The id method returns a unique identifier for an item. It first checks for an explicit object_id and uses it. If an object_id is not provided, it falls back on the derived_id defined by the subclass, ensuring a unique identifier in all cases.

Parameters

This method does not accept additional parameters.

Usage

  • Purpose: To provide a universal way to retrieve a unique identifier for data items in the system.

Example

# Example when object_id is provided
item = SomeItemMetaSubclass(object_id='1234', payload={'key': 'value'})
print(item.id)  # Outputs: 1234

# Example when object_id is not provided, derived_id is used
item = SomeItemMetaSubclass(payload={'key': 'value'})
print(item.id)  

In the second example, the subclass implementation of derived_id will generate the identifier.


Property: derived_id

Functionality

The abstract property derived_id computes a unique identifier for an item when an object_id is not provided. It should be implemented by subclasses to derive the ID from intrinsic properties, such as file paths or timestamps.

Parameters

This property does not accept parameters. Subclasses implement their own logic using instance attributes to generate a unique identifier.

Usage

  • Purpose: To ensure every item has a unique identifier when an explicit object_id is absent.

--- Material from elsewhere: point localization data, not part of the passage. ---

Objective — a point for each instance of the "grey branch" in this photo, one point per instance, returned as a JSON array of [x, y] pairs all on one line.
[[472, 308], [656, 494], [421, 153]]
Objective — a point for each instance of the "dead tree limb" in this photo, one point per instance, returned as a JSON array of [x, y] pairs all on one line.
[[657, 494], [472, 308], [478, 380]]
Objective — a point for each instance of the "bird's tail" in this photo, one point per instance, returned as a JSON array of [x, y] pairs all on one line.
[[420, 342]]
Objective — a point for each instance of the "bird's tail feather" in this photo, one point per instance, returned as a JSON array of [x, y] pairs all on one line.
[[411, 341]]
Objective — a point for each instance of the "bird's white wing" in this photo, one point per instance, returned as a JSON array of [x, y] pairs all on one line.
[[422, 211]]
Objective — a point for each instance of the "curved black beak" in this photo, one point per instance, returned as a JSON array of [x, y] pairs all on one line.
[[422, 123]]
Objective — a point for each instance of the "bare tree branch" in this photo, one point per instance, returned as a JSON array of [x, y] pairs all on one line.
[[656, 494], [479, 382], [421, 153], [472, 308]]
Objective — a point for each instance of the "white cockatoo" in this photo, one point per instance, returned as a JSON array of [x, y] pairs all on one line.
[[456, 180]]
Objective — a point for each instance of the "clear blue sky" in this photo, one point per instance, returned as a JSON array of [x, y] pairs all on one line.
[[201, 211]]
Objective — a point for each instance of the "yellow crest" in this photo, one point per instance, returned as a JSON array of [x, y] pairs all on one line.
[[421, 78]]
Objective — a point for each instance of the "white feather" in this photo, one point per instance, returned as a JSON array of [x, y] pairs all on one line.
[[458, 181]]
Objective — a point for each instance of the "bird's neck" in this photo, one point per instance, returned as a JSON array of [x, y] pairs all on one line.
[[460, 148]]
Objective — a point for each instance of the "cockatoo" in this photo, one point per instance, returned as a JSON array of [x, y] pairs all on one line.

Subclasses must override this property to define their own unique generation strategy.

Example

A typical implementation in a subclass might be:

@property
def derived_id(self) -> str:
    return f"{self.file_path}:{self.creation_timestamp}"

Class: ItemMetaWithSourceInfo

Functionality

ItemMetaWithSourceInfo extends ItemMeta by including a source identifier. It ensures unique identification across multiple sources by integrating the source name into the derived ID. This is particularly useful when items originate from various sources, aiding in tracking and logging.

Parameters

  • source_name: The name of the source from which the item originates.

Usage

  • Purpose: To distinguish item metadata by merging the source name with a derived ID.
  • Motivation: In multi-source systems, items may clash in ID values.

Example

class FileItemMeta(ItemMetaWithSourceInfo):
    file_path: str

    @property
    def derived_id(self) -> str:
        return f"{self.source_name}:{self.file_path}"

Property: derived_id in ItemMetaWithSourceInfo

Functionality

This derived ID is created by including the source name. It enhances the base class implementation by prefixing the identifier with the source name to maintain uniqueness across items from different sources.

Parameters

None, as this property method computes the value internally.

Usage

  • Purpose: To provide a unique identifier when no explicit object_id is set.
  • It combines class-specific attributes with source information to guarantee uniqueness.